Boeing’s Starliner crew capsule, which has faced numerous delays, has experienced another setback.
Engineers recently discovered a problem with the spacecraft’s parachute system and identified flammable tape around the wiring harnesses inside the vehicle, leading to the postponement of the first launch of astronauts on the Starliner. These technical issues come on top of previous setbacks related to software, valves, and other components of the spacecraft.
Just like it’s stated in the very short update published by Boeing, Mark Nappi, Boeing’s vice president and program manager for the Starliner spacecraft, emphasized during the Teleconference the priority placed on safety in light of the recent challenges.
While the delays are disappointing, Nappi emphasized that the team is making the necessary choices to ensure the spacecraft’s reliability. The focus remains on addressing the technical issues to guarantee the safety of future missions.
“The bottom line here is safety is always our top priority. You can say we’re disappointed because that means a delay, but the team is proud that we’re making the right choices.”—Mark Nappi, Boeing’s Vice President & Starliner Program Manager
Parachute System Challenges
During recent testing and analysis conducted to certify the Starliner spacecraft’s parachute system for astronaut flights, engineers discovered that the “soft links” connecting the three main parachutes to the crew capsule were not as robust as anticipated.
These fabric soft links, of which there are eight on each main parachute, were expected to handle double the normal loads encountered during a mission.
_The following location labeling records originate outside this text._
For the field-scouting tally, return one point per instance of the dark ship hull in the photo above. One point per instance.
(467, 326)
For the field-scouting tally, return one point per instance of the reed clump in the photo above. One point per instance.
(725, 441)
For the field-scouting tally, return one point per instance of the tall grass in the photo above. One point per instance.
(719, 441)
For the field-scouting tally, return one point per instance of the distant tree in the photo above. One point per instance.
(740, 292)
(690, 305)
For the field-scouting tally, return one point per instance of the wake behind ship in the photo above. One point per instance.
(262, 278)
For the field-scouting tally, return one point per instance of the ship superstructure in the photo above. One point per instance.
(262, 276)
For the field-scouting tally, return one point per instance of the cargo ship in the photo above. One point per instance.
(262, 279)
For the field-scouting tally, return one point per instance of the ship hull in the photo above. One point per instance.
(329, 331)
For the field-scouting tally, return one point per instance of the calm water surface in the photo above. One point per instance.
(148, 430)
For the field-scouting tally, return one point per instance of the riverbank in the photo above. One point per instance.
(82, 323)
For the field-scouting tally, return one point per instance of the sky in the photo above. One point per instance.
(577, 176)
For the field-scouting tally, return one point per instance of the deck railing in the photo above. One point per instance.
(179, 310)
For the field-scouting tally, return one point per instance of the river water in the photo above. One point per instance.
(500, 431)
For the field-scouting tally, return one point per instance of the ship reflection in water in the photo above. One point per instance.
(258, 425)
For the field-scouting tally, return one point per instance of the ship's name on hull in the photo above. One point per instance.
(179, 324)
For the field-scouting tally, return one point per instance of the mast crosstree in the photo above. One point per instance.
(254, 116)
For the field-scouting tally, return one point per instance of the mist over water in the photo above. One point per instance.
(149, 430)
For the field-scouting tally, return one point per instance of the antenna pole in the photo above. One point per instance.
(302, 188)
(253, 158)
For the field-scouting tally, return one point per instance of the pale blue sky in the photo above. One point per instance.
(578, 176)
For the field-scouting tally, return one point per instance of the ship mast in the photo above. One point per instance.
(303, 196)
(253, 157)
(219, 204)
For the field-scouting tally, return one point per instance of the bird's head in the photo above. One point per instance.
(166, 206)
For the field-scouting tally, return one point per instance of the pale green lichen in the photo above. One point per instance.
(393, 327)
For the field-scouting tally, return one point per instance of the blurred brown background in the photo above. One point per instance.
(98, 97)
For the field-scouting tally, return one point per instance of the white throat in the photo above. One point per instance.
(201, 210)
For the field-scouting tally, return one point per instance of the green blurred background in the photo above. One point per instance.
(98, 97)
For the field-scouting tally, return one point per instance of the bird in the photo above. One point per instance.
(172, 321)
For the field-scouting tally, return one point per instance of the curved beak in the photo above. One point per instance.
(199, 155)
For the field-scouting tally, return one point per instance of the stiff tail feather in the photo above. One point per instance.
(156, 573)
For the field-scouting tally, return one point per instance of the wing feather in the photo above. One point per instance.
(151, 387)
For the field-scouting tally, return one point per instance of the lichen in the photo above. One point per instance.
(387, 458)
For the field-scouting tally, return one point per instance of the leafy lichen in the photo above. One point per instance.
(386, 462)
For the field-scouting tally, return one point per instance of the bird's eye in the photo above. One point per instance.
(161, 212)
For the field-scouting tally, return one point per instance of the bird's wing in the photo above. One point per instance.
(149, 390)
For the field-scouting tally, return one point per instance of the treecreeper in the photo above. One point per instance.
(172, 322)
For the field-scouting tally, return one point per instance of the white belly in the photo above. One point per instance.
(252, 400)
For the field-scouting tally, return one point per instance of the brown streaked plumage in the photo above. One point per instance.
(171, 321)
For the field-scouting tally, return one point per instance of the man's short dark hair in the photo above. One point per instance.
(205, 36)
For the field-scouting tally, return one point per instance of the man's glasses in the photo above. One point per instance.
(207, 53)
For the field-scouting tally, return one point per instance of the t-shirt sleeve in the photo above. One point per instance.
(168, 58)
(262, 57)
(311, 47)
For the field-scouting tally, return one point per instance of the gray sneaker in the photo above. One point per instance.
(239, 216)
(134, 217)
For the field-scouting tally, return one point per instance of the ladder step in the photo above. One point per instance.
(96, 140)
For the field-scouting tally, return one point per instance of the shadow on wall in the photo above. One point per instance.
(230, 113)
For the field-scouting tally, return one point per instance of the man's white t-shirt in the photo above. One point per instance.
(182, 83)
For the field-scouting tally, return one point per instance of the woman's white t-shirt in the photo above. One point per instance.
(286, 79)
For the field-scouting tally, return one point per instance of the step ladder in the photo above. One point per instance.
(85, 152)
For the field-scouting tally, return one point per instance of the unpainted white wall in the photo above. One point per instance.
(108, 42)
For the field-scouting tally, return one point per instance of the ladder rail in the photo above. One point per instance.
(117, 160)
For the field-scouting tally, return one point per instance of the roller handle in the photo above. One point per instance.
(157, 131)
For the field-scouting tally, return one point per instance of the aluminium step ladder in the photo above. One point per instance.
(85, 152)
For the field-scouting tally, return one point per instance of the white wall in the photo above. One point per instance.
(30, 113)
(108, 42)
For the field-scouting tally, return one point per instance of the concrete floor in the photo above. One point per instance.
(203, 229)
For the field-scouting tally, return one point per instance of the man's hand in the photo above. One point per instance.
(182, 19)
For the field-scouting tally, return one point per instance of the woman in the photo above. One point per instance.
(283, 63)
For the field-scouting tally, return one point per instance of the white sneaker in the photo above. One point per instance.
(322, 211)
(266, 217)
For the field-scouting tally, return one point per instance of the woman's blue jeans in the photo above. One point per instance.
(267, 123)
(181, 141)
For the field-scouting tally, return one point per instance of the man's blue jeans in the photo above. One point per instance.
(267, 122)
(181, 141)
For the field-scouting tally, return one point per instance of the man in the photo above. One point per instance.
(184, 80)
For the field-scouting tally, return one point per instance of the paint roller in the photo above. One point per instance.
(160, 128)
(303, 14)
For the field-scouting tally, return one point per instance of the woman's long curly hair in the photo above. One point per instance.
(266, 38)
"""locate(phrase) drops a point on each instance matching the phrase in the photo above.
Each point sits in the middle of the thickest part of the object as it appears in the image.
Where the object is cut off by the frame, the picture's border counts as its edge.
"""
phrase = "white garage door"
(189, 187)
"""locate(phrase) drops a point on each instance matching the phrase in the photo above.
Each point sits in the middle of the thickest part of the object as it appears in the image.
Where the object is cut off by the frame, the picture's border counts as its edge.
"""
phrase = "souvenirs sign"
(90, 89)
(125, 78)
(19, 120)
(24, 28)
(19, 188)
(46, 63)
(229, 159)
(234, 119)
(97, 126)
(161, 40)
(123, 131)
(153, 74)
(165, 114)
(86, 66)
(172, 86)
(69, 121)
However, it was determined that the parachute connections did not meet the required safety factor.
While the issue did not impact the two unpiloted Starliner test flights conducted in 2019 and 2022, it became apparent that the soft links could fail under higher loads.
For example, if one of the spacecraft’s main chutes fails to deploy fully, the soft links might not withstand the resulting stress. The Starliner capsule is designed to safely land with two out of three main parachutes, ensuring the safety of the crew on board.
Flammable Tape Concerns
Moreover, another problem identified in recent weeks involves the use of flammable tape, known as P-213, to protect the wiring harnesses inside the Starliner spacecraft.
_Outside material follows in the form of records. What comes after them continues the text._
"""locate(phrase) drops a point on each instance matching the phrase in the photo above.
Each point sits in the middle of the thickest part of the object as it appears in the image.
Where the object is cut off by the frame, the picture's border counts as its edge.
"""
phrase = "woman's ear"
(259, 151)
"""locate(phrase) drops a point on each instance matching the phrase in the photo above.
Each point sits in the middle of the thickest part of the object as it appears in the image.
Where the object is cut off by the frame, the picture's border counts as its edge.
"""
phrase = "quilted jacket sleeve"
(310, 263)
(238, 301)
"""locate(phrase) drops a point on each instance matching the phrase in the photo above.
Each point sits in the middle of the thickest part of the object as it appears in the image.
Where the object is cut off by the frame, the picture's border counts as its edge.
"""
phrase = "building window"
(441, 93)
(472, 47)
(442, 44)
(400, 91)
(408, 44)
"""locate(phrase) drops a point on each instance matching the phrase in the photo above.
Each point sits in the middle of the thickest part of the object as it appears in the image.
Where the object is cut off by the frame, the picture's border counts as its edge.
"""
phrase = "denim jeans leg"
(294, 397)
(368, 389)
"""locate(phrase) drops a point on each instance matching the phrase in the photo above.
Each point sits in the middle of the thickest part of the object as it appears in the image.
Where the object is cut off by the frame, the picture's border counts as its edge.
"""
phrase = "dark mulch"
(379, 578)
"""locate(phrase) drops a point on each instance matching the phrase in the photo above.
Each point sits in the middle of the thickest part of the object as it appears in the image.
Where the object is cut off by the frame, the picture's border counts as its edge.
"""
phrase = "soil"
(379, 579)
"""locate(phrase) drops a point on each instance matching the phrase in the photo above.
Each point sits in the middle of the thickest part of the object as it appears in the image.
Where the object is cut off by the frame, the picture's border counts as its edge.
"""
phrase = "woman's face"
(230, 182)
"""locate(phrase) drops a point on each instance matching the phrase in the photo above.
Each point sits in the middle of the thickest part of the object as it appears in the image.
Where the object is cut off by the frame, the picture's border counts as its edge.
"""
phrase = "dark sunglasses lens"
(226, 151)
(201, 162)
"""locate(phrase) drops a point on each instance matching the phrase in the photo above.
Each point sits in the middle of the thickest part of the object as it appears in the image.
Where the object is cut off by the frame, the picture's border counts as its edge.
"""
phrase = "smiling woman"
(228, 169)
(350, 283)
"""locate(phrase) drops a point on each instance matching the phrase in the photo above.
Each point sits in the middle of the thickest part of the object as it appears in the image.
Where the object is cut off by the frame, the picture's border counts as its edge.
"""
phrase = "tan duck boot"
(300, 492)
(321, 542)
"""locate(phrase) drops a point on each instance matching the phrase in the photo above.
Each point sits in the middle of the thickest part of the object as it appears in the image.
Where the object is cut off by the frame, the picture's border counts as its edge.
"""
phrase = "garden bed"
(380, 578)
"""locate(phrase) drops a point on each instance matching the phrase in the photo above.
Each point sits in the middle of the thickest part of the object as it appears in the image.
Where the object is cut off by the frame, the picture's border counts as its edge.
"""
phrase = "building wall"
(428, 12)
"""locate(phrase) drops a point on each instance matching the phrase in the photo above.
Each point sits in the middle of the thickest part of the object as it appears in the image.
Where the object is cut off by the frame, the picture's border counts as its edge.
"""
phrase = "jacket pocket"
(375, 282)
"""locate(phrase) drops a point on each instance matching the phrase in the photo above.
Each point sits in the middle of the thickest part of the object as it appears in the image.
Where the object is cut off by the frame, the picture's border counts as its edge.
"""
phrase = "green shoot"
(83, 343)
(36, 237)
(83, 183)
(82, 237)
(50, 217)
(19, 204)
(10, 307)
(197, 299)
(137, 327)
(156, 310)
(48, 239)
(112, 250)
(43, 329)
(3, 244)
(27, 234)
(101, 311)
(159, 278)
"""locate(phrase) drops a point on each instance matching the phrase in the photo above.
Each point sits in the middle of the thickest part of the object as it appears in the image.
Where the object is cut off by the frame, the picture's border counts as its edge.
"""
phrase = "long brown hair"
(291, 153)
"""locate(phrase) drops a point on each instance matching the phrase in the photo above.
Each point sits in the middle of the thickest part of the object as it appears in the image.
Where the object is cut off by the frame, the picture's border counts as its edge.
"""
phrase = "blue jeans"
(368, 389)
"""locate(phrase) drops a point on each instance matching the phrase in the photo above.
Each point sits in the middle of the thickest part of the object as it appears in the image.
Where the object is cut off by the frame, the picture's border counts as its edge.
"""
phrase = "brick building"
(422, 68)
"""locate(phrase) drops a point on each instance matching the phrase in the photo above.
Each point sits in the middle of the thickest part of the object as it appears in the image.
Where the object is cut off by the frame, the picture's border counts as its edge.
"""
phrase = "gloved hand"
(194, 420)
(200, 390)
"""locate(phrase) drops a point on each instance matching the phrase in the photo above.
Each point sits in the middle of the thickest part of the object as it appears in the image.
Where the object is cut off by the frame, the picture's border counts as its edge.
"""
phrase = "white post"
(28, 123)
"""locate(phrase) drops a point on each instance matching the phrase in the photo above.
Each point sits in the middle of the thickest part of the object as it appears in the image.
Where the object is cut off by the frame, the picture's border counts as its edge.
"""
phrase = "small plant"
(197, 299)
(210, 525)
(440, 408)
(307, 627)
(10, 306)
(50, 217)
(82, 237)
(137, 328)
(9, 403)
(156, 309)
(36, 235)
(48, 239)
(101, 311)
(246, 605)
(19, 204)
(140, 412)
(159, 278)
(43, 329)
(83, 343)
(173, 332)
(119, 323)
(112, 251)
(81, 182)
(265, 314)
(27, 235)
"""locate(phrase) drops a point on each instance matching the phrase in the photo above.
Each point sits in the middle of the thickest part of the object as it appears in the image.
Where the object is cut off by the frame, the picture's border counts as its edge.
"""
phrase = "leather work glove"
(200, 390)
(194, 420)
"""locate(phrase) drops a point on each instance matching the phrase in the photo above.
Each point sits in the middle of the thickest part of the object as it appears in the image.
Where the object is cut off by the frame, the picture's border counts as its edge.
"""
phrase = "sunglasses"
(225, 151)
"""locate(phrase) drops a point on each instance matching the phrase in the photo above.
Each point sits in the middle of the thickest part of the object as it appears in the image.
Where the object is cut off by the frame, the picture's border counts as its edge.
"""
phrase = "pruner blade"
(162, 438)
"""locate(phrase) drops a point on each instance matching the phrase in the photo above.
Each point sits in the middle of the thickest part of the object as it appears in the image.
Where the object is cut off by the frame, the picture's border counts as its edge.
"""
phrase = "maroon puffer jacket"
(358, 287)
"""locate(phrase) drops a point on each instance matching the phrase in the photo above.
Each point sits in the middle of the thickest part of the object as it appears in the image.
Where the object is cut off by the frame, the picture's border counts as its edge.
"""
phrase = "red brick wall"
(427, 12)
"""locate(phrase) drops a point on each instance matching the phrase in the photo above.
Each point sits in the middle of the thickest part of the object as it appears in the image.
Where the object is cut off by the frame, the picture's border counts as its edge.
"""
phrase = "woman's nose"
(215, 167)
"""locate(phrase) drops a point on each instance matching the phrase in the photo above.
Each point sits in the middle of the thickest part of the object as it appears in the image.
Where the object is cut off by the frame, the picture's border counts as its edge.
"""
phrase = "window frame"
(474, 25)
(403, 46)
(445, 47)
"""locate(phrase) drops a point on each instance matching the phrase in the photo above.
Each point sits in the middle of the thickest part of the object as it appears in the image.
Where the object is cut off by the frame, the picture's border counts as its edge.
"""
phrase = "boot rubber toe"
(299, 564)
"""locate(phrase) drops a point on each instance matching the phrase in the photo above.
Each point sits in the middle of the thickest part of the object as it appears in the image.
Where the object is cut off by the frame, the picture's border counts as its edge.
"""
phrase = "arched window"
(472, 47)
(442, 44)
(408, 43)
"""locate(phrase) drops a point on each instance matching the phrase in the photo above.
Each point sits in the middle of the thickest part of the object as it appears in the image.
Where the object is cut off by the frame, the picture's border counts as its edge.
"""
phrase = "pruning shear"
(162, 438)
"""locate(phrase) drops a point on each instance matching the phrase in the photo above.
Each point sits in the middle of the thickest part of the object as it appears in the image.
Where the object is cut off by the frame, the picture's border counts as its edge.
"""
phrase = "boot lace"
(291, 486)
The adhesive used in this tape is flammable, raising concerns regarding the spacecraft’s overall safety. To address this issue, Boeing engineers will likely need to apply an additional layer of fire-resistant material to specific parts of the crew capsule. However, this modification will require the removal of already-installed covers in various sections of the spacecraft.
Impact on Launch Preparations
The technical challenges have prompted a temporary halt in the preparations for the Crew Flight Test (CFT) mission, delaying the start of fueling procedures. Boeing technicians will need to remove the parachutes from the Starliner spacecraft at the Kennedy Space Center. To accomplish this, ground teams will have to remove the crew capsule’s forward heat shield and forward bay cover. Modified soft links with the necessary load-bearing characteristics will be incorporated into the parachutes before they are repacked for future flights.
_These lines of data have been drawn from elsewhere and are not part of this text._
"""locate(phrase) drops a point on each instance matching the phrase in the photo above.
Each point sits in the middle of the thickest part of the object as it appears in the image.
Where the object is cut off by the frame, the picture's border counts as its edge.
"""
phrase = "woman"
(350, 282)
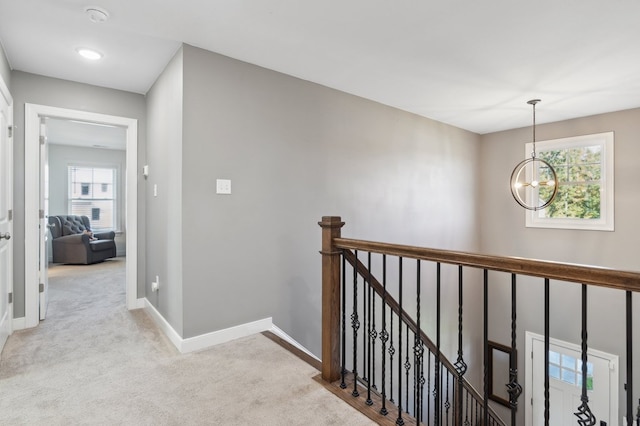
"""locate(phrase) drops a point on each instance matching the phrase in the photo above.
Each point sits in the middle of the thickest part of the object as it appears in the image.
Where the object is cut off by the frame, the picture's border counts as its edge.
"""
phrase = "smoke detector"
(96, 14)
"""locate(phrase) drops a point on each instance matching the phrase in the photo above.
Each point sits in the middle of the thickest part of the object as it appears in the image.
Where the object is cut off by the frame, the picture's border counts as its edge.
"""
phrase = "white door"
(6, 206)
(44, 221)
(565, 383)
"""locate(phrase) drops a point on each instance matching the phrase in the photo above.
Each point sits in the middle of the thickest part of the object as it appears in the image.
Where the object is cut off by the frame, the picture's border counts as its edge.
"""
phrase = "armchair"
(72, 245)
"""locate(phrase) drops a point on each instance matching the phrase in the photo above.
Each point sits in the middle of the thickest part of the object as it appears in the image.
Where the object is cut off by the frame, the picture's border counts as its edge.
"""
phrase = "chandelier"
(534, 181)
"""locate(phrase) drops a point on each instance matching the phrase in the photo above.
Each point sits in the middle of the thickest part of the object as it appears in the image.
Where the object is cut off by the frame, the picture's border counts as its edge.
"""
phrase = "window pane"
(569, 376)
(554, 371)
(92, 194)
(568, 362)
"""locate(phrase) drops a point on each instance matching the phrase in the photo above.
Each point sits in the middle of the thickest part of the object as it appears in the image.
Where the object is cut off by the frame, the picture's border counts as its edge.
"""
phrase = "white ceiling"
(85, 134)
(469, 63)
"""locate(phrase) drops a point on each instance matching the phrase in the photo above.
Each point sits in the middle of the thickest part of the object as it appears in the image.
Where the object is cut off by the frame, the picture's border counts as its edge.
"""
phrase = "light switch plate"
(223, 186)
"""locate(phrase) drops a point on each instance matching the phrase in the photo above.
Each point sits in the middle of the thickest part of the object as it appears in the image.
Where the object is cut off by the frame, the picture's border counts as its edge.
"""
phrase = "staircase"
(389, 317)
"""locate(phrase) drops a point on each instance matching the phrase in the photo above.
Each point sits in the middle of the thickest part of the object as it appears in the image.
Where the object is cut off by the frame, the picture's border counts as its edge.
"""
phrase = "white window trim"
(606, 221)
(117, 188)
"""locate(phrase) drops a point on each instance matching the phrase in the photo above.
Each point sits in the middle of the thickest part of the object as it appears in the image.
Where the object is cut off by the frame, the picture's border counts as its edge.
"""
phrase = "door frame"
(614, 372)
(32, 116)
(7, 321)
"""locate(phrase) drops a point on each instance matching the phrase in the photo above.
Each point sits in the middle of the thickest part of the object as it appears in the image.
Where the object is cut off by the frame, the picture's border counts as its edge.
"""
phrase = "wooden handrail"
(592, 275)
(406, 319)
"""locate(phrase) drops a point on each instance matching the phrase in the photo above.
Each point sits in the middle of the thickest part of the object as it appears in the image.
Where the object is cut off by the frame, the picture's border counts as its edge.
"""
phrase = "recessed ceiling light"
(96, 14)
(89, 53)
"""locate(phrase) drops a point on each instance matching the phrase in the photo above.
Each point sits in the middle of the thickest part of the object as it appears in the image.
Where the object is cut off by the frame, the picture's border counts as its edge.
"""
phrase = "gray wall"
(62, 156)
(503, 232)
(296, 151)
(164, 221)
(35, 89)
(5, 69)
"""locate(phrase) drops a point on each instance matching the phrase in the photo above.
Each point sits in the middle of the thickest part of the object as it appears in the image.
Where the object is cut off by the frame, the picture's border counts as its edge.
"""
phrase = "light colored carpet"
(93, 362)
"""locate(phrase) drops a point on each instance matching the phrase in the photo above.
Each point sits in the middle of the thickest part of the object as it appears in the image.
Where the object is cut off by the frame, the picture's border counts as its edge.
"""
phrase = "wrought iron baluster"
(399, 420)
(370, 335)
(460, 365)
(418, 350)
(343, 350)
(513, 388)
(355, 324)
(485, 397)
(407, 367)
(436, 382)
(466, 411)
(373, 333)
(546, 351)
(447, 404)
(629, 387)
(384, 335)
(365, 332)
(392, 351)
(584, 414)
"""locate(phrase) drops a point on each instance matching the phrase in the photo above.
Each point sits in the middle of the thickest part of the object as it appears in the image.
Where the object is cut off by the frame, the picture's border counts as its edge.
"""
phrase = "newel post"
(331, 226)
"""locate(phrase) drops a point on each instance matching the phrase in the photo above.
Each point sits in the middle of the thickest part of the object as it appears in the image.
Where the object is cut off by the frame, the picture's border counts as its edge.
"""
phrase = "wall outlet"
(223, 186)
Technical hurdles have been a recurring theme throughout the Starliner program. Mark Nappi acknowledged that while challenges are being discovered at a late stage, this process demonstrates a commitment to identifying and rectifying issues. Some designs and processes implemented years ago may have contributed to these problems going undetected.
Boeing was awarded a $4.2 billion commercial crew contract by NASA in 2014, with the goal of completing the development of the Starliner capsule, conducting test flights, and ultimately launching six long-duration crew rotation flights to the International Space Station (ISS). NASA, in parallel, awarded SpaceX a $2.6 billion contract for similar objectives using the Crew Dragon spacecraft.
SpaceX successfully launched its first astronaut test flight in May 2020, marking three years since the milestone. The company has since completed a total of ten human spaceflight missions, including both NASA missions and commercial crew flights.
Additionally, SpaceX has secured contract extensions for eight more NASA crew missions to the ISS, totaling 14 NASA astronaut flights through 2030.
NASA’s Need for a Second Crew Transportation Provider
NASA remains committed to establishing Boeing’s Starliner as a second crew transportation provider for the ISS, as the Russian Soyuz spacecraft, which has been the sole means of crew transportation for nine years, currently serves as NASA’s backup option in case of significant delays or failures with SpaceX’s Falcon 9 rocket or Crew Dragon spacecraft.
Furthermore, as per the terms of NASA’s firm-fixed price commercial crew contracts, the cost of delays and necessary repairs falls on the industry. Consequently, Boeing bears the financial burden of addressing the technical problems encountered by the Starliner.
Since October of the previous year, these delays have already cost Boeing nearly $900 million.
Despite the ongoing delays, NASA reaffirms its unwavering commitment to the Starliner program. Steve Stich, NASA’s commercial crew program manager, expresses the agency’s eagerness to have Boeing certified and ready to transport crews to the ISS, providing NASA with a second reliable crew transportation option. The space agency recognizes the importance of having multiple providers to ensure continuous crewed operations on the ISS.
Next Steps and Independent Review
Boeing and NASA have not provided an estimate for the resolution of the newest technical problems encountered by the Starliner spacecraft.
While it might still be possible to launch the Starliner Crew Flight Test later this year, potentially in the fall following upcoming space station crew rotation flights in August and September, program managers remain cautious about providing a definitive timeline.
Lastly, as we reported just days ago, the Aerospace Safety Advisory Panel (ASAP) of NASA has called for an independent review of the technical problems affecting the Starliner program. Despite this recommendation, NASA has decided to continue using its existing processes, including input from experts at the NASA Engineering and Safety Center.
This approach ensures an independent reporting path to address the concerns raised by ASAP while maintaining a comprehensive safety evaluation framework for human spaceflight missions.